Prepared statements should not be used because they're faster. They should be used because they're much safer. The speed increase is just a free bonus.
@@tipeon I have been reliably informed that Oracle have imprisoned a Night Elf in their compiler and whenever it sees a java.sql.Statement, he screams "YOU ARE NOT PREPARED", teleports to it and starts wailing. It may be true, but I haven't used a PreparedStatement since Blizzard released Heroes of the Storm, so...

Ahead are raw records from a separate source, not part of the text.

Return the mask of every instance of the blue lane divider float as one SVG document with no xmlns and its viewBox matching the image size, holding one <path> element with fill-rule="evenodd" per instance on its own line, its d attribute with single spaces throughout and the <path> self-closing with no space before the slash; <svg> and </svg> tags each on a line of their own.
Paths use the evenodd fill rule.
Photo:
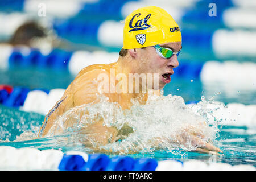
<svg viewBox="0 0 256 182">
<path fill-rule="evenodd" d="M 59 166 L 60 171 L 154 171 L 154 159 L 134 159 L 126 156 L 113 158 L 103 154 L 89 155 L 88 160 L 79 155 L 64 154 Z"/>
<path fill-rule="evenodd" d="M 42 90 L 48 94 L 49 90 L 44 89 L 30 89 L 26 87 L 11 87 L 7 85 L 0 85 L 0 104 L 6 106 L 18 108 L 24 105 L 30 91 Z"/>
</svg>

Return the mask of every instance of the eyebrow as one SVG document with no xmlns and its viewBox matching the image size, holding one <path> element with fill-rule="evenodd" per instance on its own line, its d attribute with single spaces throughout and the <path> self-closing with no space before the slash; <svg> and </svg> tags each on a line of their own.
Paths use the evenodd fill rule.
<svg viewBox="0 0 256 182">
<path fill-rule="evenodd" d="M 171 47 L 168 47 L 168 46 L 160 46 L 161 47 L 165 47 L 165 48 L 170 48 L 170 49 L 171 49 L 172 51 L 174 51 L 174 48 L 171 48 Z M 181 47 L 180 48 L 180 49 L 179 49 L 179 51 L 178 51 L 178 52 L 179 51 L 180 51 L 181 49 L 182 49 L 182 46 L 181 46 Z"/>
</svg>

Our source has a lots of unprepared statements ❤ I gave up any security concerns in my company 😂 at least we just have a small number of accounts. It’s not perfect if someone is targeting us to exploit data but I haven’t written that bullshit
Great info which was valuable to me, and your channel is top notch anyway. And to add some humor into the mix: Beware, if you have more microservices than users, your system probably does not need indexing or the rest 🙂 stay health, stay fresh, and good luck out there
Your index explaination is not entirely correct. Postgres does offer hash-based indexes which are a lot closer to your explaination but the default index type (which you used in your creation example) is a B-Tree index, the data structure is very different. Paritions don't do anything meaningful to speed up writes, they would only speed up reads. Instead of scanning a whole table for a record, you only need to scan the single partition (assuming you're querying a single key) where you know your record lives in. It's the same concept as database sharding, but on one machine instead of multiple.

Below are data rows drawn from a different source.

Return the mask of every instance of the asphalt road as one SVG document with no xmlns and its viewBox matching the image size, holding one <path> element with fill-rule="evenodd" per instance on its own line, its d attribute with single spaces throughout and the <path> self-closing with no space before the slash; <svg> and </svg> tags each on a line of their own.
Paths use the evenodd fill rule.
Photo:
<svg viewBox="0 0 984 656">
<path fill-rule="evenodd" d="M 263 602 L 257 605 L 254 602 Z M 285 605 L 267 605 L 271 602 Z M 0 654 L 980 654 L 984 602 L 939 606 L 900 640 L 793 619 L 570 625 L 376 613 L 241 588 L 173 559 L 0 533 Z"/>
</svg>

Thanks for your comment! I'm not sure what you're referencing but yes, btree is the default index which uses a binary tree for its lookup table. Partitions can speed up writes usually when asscosited with b tree indexes. One such factor is because of b tree balancing, which on partitioned table is usually less intensive than on the entire data set. Another increase in performance is when performing deletes associated with the partition column, as deleting the partition rather than deleting the rows of a table prevents rebalancing from taking place. This is common in time series data and dramatically improves write performance.
slight addition to COPY. you can use \copy from client if you don't have access to store input files on server. i.e. You can locally stream csv to server.

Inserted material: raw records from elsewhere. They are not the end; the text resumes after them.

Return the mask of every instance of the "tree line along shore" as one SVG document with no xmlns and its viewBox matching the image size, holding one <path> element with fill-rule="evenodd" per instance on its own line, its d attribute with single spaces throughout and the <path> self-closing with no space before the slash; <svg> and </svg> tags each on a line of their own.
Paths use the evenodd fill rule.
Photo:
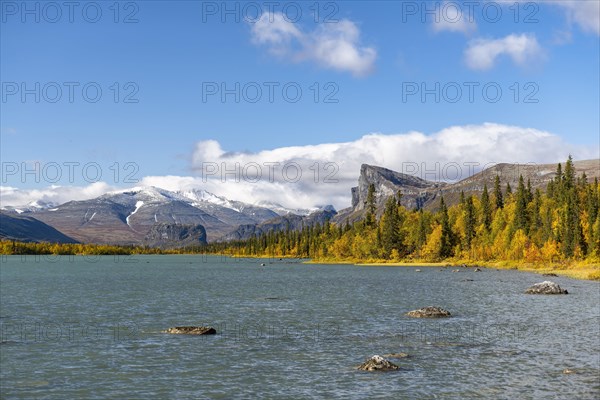
<svg viewBox="0 0 600 400">
<path fill-rule="evenodd" d="M 437 211 L 408 210 L 402 193 L 376 215 L 375 187 L 356 222 L 267 232 L 244 241 L 159 249 L 95 244 L 0 241 L 0 254 L 224 254 L 307 258 L 318 263 L 377 265 L 467 264 L 555 272 L 600 280 L 600 183 L 577 177 L 569 157 L 545 190 L 521 176 L 516 188 L 496 176 L 480 196 L 465 196 Z"/>
</svg>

I want to be from ur first subscribers so when u reach a million in the next year i will comment i was here when he was getting started (i was here at 5k)
Thank you! I appreciate the feedback. For this video I used the Electrovoice RE20. I also recorded in a soundtreated room this time as well which made a difference!
Stored procedures are wonderful, but prepared statements have the advantage of being more dynamic in nature. Imagine e.g. a web page displaying a list with multiple columns each with different filters and sorting options. It would be a nightmare to implement with a stored procedure, but using a prepared statement you can dynamically build the necessary query.
@@Lightbeerer Kinda disagree here. Especially with web pages, the connections/sessions are very short and only exists for the short time the page is rendered. And if you only execute the query once per request or paging request, preparing the statements make it slower. And you can absolutely implement dynamic filtering/sorting etc with an SP... and with a lot less SQL injection dangers...
@@tipeon That's not what Connection pooling is for and I would consider this bad design. Connection pooling is for mitigating the connection overhead, but you're not supposed to assume that the connection is pooled or in any state.. you should assume it's a new or in some sense resetted connection. So you would have to first ask the server if there's already a prepared statement in the session and if not, recreate it. That would make things slow again. But it's probably not even possible, because you couldn't reconnect to your prepared statement after you reconnect. Which API allows you to reconnect to an already prepared statement on the server once you let go of the statement object you held? I'm not aware of any. So for this to work you'd need to implement your own connection pooling and keep track of the statement.. and that's an even worse idea.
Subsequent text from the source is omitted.